Donnerstag, 27. November 2014 um 15:28
Du meinst das Verhalten im Strassenverkehr? Oder komplizierte Zahlen? ;-)
Laut Pisastudie jedenfalls sind die mathematischen Fähigkeiten von finnischen Schülern recht gut. Aber wie wir jetzt alle wissen, sind die finnischen Zahlen ja ganz logisch, kompliziert ist nur ihre Deklination, und das fällt ja dann unter Muttersprache. ;-)
Das Fräulein Maus allerdings macht mehr Fehler bei Matheaufgaben, als sie an einer deutschen Schule vermutlich machen würde. Am häufigsten sind Zahlendreher: statt 45 schreibt sie 54 (oder umgekehrt), weil es auf Deutsch „fünf-und-vierzig“ heisst, auf finnisch aber „vierzig-(und)-fünf“, aber auch andere Schusselfehler, die daher kommen, dass sie die Zahlen im Kopf erst hin und her übersetzt…
Freitag, 28. November 2014 um 13:27
Wie süß! :) Auch wenn sie es vermutlich als frustrierend empfindet? Das erinnert mich grade an das umgekehrte Phänomen. Mein Patenkind wächst in einer zweisprachigen (deutsch-finnisch) Familie auf, wobei finnisch aber die deutlich dominantere Sprache in der Familie ist. Sie war da noch im Kindergarten, als sie mir stolz erzählte, sie könne schon bis 20 zählen. Bis 10 ging es auch gut, aber dann kam einszehn und zweizehn (und dann dreizehn). Ich hätte sie knuddeln können.

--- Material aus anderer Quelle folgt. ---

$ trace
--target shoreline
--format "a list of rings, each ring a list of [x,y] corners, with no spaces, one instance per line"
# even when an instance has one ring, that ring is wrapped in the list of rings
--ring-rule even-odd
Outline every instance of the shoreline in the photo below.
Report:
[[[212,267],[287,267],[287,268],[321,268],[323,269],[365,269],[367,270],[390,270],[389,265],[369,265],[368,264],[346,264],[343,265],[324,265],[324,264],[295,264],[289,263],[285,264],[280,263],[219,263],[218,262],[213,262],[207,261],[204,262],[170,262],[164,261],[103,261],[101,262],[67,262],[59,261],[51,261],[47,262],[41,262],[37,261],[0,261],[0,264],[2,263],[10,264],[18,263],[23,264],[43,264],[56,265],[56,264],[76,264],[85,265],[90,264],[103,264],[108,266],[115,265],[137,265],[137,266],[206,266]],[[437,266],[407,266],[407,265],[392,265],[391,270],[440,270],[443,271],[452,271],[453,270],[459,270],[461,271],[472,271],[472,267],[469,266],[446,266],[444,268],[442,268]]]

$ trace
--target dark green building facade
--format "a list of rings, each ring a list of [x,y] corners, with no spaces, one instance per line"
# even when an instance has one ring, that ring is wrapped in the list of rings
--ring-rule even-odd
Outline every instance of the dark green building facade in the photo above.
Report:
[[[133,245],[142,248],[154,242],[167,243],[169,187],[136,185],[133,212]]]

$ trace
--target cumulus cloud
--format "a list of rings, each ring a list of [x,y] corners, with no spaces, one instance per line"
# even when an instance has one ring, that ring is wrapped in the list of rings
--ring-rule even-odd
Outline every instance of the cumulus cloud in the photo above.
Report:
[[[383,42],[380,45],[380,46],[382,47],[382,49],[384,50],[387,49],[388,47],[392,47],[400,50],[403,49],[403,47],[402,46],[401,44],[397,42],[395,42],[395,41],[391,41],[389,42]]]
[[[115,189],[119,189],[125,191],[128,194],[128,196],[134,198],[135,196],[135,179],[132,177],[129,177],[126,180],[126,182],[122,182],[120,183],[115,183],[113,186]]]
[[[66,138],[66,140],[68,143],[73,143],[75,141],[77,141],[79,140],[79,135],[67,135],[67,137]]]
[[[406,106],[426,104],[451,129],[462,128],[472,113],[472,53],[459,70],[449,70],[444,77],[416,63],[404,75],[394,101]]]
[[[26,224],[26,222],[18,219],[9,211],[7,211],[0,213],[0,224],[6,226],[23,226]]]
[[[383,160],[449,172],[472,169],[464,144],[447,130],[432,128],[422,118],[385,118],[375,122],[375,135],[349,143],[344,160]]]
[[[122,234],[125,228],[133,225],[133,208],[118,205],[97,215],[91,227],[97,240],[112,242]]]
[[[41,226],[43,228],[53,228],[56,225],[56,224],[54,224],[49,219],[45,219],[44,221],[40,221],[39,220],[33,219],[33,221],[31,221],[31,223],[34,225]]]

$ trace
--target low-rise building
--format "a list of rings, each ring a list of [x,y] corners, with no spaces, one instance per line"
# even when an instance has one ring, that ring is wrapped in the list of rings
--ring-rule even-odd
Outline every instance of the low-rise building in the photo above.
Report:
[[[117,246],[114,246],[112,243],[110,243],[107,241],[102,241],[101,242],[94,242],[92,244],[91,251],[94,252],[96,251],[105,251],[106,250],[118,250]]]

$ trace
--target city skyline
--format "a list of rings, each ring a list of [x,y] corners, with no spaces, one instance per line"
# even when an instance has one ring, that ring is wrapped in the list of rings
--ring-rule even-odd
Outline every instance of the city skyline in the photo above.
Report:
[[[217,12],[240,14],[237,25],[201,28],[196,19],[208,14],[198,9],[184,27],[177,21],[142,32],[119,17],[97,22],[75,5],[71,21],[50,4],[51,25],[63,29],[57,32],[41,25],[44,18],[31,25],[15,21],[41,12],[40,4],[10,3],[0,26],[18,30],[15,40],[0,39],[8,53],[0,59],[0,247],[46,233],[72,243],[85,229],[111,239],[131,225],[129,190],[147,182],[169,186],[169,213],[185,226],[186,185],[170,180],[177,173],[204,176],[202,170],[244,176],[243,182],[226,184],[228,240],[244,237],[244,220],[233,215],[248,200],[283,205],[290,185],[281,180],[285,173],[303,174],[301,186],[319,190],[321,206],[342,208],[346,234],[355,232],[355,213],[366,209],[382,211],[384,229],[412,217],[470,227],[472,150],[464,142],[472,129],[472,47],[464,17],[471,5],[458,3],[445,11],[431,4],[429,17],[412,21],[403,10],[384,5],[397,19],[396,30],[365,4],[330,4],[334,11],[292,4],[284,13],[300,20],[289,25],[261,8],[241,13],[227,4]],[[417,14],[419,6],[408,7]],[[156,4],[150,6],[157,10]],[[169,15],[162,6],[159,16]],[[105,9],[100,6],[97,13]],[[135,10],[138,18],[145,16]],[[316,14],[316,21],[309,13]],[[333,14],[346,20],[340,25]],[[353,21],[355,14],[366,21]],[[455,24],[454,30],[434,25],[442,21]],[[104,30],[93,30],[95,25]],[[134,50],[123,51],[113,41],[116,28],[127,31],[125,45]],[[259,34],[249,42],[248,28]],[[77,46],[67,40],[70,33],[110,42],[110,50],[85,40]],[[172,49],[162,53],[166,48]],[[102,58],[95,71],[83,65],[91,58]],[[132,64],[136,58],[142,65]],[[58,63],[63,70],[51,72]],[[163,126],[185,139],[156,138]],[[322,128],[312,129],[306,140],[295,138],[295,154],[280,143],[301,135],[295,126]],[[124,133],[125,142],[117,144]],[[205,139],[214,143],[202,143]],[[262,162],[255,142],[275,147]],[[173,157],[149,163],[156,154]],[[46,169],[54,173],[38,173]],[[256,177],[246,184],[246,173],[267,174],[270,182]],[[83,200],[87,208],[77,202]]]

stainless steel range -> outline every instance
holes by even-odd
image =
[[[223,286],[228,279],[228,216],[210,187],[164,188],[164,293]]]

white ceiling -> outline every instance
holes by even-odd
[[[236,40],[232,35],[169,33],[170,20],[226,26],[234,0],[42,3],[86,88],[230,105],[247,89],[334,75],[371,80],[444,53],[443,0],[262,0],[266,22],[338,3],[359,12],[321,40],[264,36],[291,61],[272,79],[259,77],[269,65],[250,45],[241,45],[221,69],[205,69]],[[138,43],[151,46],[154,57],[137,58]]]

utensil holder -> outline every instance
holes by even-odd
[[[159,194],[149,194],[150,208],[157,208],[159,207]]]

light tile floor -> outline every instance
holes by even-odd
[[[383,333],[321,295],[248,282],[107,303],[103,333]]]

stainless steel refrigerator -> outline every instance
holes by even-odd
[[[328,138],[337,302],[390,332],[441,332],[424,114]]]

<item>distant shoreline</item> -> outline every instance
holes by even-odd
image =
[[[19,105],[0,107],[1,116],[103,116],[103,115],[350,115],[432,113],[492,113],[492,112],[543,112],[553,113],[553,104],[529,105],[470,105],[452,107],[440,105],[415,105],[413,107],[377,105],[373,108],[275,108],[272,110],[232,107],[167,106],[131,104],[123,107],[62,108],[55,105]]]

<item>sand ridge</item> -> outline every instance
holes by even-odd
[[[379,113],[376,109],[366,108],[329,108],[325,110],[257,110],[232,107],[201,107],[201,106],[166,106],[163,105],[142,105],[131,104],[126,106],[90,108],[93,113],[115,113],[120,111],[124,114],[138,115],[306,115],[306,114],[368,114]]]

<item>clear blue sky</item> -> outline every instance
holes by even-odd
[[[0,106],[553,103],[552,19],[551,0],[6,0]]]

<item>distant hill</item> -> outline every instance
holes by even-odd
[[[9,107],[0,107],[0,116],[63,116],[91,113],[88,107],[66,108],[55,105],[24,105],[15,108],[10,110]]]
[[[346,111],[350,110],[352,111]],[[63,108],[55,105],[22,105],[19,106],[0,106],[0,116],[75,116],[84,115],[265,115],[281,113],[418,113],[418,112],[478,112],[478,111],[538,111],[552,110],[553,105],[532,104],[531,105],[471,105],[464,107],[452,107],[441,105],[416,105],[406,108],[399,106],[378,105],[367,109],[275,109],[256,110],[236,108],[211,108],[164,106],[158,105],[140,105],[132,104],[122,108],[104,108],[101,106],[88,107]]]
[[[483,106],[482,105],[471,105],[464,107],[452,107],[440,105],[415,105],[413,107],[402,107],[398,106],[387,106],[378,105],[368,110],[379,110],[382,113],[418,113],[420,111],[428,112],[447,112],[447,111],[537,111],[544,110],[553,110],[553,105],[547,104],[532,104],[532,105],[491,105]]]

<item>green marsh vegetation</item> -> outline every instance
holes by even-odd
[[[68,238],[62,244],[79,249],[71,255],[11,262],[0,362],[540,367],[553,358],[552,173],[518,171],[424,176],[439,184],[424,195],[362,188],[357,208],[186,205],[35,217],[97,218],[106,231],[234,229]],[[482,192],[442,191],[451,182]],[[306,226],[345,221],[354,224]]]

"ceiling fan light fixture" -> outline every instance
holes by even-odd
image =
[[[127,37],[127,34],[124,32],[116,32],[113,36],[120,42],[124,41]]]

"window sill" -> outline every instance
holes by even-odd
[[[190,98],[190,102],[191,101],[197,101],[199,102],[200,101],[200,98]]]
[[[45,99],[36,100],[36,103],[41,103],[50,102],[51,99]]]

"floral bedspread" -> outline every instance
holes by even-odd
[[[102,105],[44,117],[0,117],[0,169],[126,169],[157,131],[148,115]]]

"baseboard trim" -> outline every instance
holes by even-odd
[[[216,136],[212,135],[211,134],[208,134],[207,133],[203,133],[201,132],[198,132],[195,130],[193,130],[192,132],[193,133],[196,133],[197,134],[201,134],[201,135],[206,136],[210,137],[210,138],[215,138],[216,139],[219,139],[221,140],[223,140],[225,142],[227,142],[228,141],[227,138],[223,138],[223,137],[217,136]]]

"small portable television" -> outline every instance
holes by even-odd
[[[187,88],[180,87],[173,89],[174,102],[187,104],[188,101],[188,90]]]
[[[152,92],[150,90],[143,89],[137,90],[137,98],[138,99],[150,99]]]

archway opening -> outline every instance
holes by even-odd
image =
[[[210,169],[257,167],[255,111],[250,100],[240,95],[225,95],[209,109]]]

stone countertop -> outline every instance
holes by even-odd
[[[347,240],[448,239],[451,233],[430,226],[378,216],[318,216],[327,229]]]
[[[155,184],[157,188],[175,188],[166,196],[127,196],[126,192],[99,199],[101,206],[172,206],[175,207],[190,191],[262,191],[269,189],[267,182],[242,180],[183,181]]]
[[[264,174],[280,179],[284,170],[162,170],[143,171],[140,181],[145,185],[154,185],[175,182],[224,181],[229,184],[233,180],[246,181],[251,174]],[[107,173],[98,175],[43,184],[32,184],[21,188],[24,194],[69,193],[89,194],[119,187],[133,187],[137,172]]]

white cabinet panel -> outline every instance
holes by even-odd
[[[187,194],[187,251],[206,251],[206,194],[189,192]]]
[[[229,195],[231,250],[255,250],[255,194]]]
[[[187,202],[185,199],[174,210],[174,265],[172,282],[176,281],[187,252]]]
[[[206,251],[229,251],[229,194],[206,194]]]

Freitag, 28. November 2014 um 13:36
Ich weiss auch nicht, warum das gerade mit Zahlen so kompliziert ist…
Als wir letztens mit dem Fräulein Maus gemeinsam bei ihrer Lehrerin zum Elterngespräch waren und wir uns alle vier ein bisschen wunderten, warum sie schriftliche Aufgaben schnell und nahezu fehlerfrei rechnet, aber beim Kopfrechnen vergleichsweise langsam ist, fragte ihre Lehrerin dann mal nach, ob sie eigentlich die Zahlen immer erst übersetzt im Kopf. (Auf die Idee wäre ich niemalsgekommen – wechselt sie doch inzwischen ohne nachzudenken flüssig von einer Sprache in die andere.) Und tatsächlich, das Fräulein Maus nickte!
Freitag, 28. November 2014 um 15:52
Mein „Grosser“ hat neulich auch gemeint, auf den Duplosteinen seien „drei Eistueten und five Wuermer“. Hoffentlich sortiert sich das noch ein bisschen, bis er in die Schule kommt!